It was not easy to trap Jesus in ethical or theological dilemmas. But that did not stop the Jewish leaders from trying. Jesus made it clear that His kingdom is not “of this world” (John 18:36). His kingdom, which properly belongs to the age to come, was breaking into this world and this present age. So how, the Jews wondered, did His kingdom relate to the institutions of our time, such as the family and the state?

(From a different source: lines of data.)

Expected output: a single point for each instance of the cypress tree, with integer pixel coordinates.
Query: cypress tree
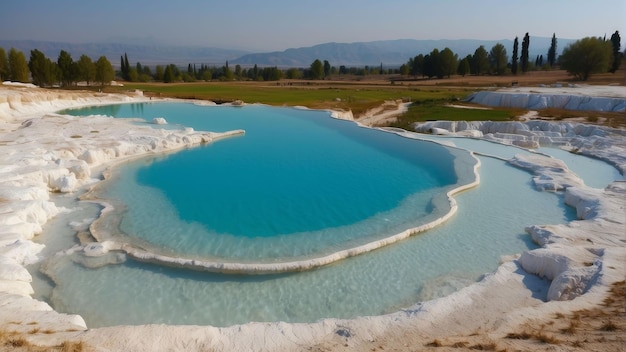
(524, 57)
(126, 71)
(122, 67)
(617, 54)
(514, 58)
(552, 51)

In Luke 20, the Sadducees pushed the family question on Him, constructing a thought experiment about the nature of marriage in the resurrection for a widower who remarries. Jesus responded, “The sons of this age marry and are given in marriage, but those who are considered worthy to attain to that age and to the resurrection from the dead neither marry nor are given in marriage” (vv. 34–35). Family is an enduring creation ordinance, but the kingdom of the age to come operates in a different way.
When the Jewish scribes and elders asked Jesus whether it was lawful to give tribute to Caesar, Jesus asked them to show Him a denarius. Whose likeness and inscription was on it? When they responded, “Caesar’s,” Jesus drew His conclusion: “Then render to Caesar the things that are Caesar’s, and to God the things that are God’s” (vv. 22–25). In a subversive way, Jesus radically limited the authority of Caesar and showed the unlimited authority of God. The likeness on the denarius meant they owed tribute to Caesar, but the image of God, stamped onto our human nature, means we owe our very lives to the maker of heaven and earth. Government is an enduring creation ordinance, but the kingdom of the age to come operates in a different way.
The City of God and the City of Man
In the fifth century, Augustine wrote The City of God, his magisterial work of political theology wherein he contrasts the civita Dei (city of God) with the civitas terrena (literally, city of the world). In popular circles, Augustine is widely misunderstood to have been talking about the City of God as life in heaven versus the City of Man as life on earth in the material realm. In that understanding, we are members of both the City of Man and the City of God. But in reality, Augustine was talking about two communities or groups of like-minded individuals with competing visions of both heaven and earth. The City of Man begins—and this is crucial—not with creation but with the fall. Its desires and agenda are deeply disordered, driven by love of self and not of God, and operating according to the standards of the flesh and not the Spirit. The redeemed, who make up the City of God, seek God as the highest good and orient everything around love for Him. As Christians, then, we live among the City of Man but belong to the City of God.
In but Not Of
Augustine’s paradigm has deep biblical roots. As we live in this world, we recognize that “here we have no lasting city” (Heb. 13:14); like Abraham, we look “forward to the city that has foundations, whose designer and builder is God” (11:10). And yet, even though we are “sojourners and exiles” (1 Peter 2:11) who call no place on earth our permanent home, we are also commanded to “seek the welfare of the city . . . and pray to the Lord on its behalf” (Jer. 29:7). We are not to be “of the world” but are irreducibly “in the world” and sent deeper “into the world” as ambassadors and emissaries of Christ (John 17:15–16; see 1 Cor. 5:9–10). We are to be transformed by the Word instead of conformed to the world (Rom. 12:2). We are to keep ourselves “unstained from the world” (James 1:27)—and yet we must taste like salt and shine like light (Matt. 5:13–16) to a dark and rotting culture around us (see Phil. 2:15).